Repeat steps 2-4 for each upblock
Final convolution: map the features back to the image space

objective

Via all of this, the network gradually learns to predict noise added given a noisy image and a timestep, and therefore how to remove the noise step-by-step.

training

First, I define a noise schedule, which helps determine how much noise is added at each step of the diffusion process. This is very important for training.

The betas control the amount of noise added at each step, while the alpha controls how much of the previous step we want to preserve.
We take the cumulative product of all the alphas to see how much of the original image manages to make it to the end.
- Just like squid game

self.betas = torch.linspace(beta_start, beta_end, noise_steps).to(device)
self.alphas = 1. - self.betas
self.alpha_cumprod = torch.cumprod(self.alphas, dim=0)

During training, we do the forward process by adding noise to the real images.

tsac = self.sqrt_alpha_cumprod[t].view(-1, 1, 1, 1)
toms = self.one_min_sqrt[t].view(-1, 1, 1, 1)
noise = torch.rand_like(x)
noisy_images = tsac * x + toms * noise

The model takes in the noisy image and the timestep and tries to predict the noise that was added.

pred_noise = self.model(noisy_images, t)
loss = F.mse_loss(pred_noise, noise)

reverse process

We create random noise. Then, we get the model to predict what noise was added, and subtract that estimate. Repeat this enough, and we should hopefully get a clean image!

x = torch.randn(num_samples, self.model.channels, self.model.image_size, self.model.image_size)
# go thru timesteps in reverse
for i in reversed(range(self.noise_steps)):
	pred_noise = self.model(x, t)
	x = 1 / torch.sqrt(alpha) * (x - (beta / torch.sqrt(1 - alpha_cumprod)) * pred_noise) + torch.sqrt(beta) * noise

and now, what you were waiting for. The results!

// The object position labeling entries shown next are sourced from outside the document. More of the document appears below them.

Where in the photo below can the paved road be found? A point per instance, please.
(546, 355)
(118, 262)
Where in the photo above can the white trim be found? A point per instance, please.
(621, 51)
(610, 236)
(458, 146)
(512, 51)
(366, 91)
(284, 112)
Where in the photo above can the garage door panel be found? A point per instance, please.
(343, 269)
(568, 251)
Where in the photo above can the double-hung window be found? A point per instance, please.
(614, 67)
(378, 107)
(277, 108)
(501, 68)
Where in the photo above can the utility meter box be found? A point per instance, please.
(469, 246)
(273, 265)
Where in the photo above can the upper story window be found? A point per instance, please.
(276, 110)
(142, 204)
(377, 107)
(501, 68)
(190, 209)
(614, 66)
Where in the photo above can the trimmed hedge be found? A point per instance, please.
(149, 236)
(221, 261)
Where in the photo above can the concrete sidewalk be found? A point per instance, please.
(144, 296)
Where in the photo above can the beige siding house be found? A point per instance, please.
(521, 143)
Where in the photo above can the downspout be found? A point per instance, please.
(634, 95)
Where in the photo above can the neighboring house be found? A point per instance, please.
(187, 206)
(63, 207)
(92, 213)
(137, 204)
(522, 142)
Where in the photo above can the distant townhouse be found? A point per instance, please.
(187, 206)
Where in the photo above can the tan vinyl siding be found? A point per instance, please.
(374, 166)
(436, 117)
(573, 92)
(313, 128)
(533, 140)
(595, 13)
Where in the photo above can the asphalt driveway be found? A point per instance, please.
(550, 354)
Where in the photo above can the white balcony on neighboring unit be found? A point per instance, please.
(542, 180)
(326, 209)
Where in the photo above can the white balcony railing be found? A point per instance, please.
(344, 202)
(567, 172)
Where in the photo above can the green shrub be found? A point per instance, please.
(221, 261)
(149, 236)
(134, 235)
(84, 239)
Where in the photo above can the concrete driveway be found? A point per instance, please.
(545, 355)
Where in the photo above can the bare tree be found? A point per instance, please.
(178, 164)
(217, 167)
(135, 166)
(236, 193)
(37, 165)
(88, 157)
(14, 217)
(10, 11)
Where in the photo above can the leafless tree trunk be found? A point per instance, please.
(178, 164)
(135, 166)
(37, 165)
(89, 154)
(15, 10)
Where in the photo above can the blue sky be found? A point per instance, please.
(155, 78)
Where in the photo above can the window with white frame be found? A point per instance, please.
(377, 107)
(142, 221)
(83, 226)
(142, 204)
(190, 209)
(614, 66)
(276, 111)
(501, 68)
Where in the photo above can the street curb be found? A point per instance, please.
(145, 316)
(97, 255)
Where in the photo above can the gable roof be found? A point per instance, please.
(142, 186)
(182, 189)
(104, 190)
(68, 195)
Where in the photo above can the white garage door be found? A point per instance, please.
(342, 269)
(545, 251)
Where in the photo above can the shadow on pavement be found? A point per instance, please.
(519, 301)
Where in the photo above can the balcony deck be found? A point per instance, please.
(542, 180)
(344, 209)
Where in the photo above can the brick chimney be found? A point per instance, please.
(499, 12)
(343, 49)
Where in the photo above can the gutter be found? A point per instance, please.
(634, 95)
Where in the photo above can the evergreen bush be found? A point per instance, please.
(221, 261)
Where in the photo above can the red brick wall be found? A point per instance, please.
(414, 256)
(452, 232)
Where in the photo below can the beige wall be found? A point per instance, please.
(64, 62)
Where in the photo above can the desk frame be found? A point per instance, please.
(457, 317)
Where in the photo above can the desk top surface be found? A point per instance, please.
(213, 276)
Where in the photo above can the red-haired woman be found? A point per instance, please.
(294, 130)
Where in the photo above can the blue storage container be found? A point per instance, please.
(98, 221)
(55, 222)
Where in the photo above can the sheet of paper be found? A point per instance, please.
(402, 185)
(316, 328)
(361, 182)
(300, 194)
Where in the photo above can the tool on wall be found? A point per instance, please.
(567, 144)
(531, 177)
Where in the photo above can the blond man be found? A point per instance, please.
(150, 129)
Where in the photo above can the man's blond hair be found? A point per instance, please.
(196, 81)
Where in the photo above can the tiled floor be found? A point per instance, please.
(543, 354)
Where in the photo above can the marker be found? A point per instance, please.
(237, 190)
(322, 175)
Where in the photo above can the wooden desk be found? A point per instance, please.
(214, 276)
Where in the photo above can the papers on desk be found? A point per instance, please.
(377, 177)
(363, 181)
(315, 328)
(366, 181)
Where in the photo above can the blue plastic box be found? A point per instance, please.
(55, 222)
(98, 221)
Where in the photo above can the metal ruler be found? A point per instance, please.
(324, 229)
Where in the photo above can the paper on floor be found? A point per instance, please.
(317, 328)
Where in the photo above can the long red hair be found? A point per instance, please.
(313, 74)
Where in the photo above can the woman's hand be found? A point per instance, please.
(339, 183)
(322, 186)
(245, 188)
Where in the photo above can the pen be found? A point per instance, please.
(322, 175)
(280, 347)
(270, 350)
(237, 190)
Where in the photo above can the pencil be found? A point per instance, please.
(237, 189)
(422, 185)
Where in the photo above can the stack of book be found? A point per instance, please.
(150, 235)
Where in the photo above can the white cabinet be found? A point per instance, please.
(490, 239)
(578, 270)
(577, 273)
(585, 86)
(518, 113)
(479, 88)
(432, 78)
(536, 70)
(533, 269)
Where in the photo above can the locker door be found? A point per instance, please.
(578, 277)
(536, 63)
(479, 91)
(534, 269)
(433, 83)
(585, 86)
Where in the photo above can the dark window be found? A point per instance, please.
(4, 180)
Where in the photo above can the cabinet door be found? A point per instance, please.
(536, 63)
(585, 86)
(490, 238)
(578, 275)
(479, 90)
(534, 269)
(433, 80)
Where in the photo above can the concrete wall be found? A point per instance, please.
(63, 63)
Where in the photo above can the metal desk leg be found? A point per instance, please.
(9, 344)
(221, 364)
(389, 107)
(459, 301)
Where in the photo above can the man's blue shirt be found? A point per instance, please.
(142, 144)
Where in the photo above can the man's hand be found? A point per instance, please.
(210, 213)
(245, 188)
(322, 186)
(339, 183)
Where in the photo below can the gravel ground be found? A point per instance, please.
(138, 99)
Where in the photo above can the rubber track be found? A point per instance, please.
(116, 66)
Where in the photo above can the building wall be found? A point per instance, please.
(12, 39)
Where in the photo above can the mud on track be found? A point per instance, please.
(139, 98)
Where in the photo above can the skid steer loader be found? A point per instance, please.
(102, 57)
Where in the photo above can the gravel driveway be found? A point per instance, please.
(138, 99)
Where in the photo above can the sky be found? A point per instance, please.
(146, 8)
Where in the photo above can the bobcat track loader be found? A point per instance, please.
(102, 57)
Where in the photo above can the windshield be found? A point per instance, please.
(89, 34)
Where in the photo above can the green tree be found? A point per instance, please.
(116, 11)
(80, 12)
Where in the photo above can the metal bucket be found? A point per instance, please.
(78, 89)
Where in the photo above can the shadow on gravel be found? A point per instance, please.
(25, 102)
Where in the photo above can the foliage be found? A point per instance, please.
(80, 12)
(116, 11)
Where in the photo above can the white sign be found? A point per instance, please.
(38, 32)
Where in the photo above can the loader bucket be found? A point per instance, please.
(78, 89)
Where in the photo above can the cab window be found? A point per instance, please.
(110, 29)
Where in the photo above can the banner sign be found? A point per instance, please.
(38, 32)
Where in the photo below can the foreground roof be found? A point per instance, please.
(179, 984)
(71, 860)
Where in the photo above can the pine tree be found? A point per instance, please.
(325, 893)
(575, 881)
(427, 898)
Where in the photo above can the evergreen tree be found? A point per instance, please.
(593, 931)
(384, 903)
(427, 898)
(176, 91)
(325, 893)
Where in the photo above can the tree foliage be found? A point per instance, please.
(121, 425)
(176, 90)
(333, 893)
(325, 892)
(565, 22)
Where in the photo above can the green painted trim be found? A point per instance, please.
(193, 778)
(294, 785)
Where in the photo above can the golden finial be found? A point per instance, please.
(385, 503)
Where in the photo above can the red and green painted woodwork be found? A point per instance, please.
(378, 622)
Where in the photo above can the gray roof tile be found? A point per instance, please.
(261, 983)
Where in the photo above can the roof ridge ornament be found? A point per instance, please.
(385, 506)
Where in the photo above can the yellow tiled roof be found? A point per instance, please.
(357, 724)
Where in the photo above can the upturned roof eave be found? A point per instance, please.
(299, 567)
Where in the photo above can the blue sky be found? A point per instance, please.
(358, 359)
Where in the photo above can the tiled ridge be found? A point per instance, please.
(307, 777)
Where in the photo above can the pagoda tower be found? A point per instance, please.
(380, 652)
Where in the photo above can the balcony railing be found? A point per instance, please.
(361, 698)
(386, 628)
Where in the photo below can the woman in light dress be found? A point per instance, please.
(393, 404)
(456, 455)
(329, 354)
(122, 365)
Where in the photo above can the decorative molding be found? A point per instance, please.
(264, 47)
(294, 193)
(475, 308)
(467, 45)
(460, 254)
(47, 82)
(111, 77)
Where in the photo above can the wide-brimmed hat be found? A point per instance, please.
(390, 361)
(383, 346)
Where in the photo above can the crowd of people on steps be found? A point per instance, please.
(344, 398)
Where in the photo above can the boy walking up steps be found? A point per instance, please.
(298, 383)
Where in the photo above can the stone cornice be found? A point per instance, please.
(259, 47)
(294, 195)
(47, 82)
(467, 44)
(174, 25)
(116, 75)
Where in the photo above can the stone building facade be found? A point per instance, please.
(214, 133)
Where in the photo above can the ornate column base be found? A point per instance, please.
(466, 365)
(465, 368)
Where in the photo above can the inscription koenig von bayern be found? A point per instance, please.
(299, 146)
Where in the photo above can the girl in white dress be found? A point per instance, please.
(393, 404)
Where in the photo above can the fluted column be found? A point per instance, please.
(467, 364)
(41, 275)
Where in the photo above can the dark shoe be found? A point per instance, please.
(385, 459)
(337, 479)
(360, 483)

Ok, so: the numbers look even worse now. Take me back to the GAN 😿

BUT: new shapes do pop up. As the literature says, diffusion models are more generalizable, while the GAN pretty much copies the dataset

This is because I implemented a DDPM, where the P stands for probabilistic. More on that in the next section. Also the loss curve does not look like a Californian seismograph 🙏🙏🙏

future Adventures

Overall this experiment was a lot of fun. I learned a lot about the inner workings of image generation models and pros and cons of each. I especially learned more about how to put together a model when faced with just a description of the architecture.

DDIM Sampling?

What I implemented was a DDPM (Denoising Diffusion Probabilistic Model), as mentioned earlier. These model types sample random noise at every single step. They take way longer to generate images (usually thousands of denoising steps). DDIM (Denoising Diffusion Implicit Models) simplifies the reverse process specifically to make it much faster.

Instead of sampling random noise every single time, you deterministically add noise. Thus, the same initial noise leads to the same generated image.
This means more like 20-50 steps. A big improvement!
But: this also means less variety. Predictable models are less fun 😼

Other ideas

Trying to experiement with a different dataset other than MNIST. CIFAR 10 maybe?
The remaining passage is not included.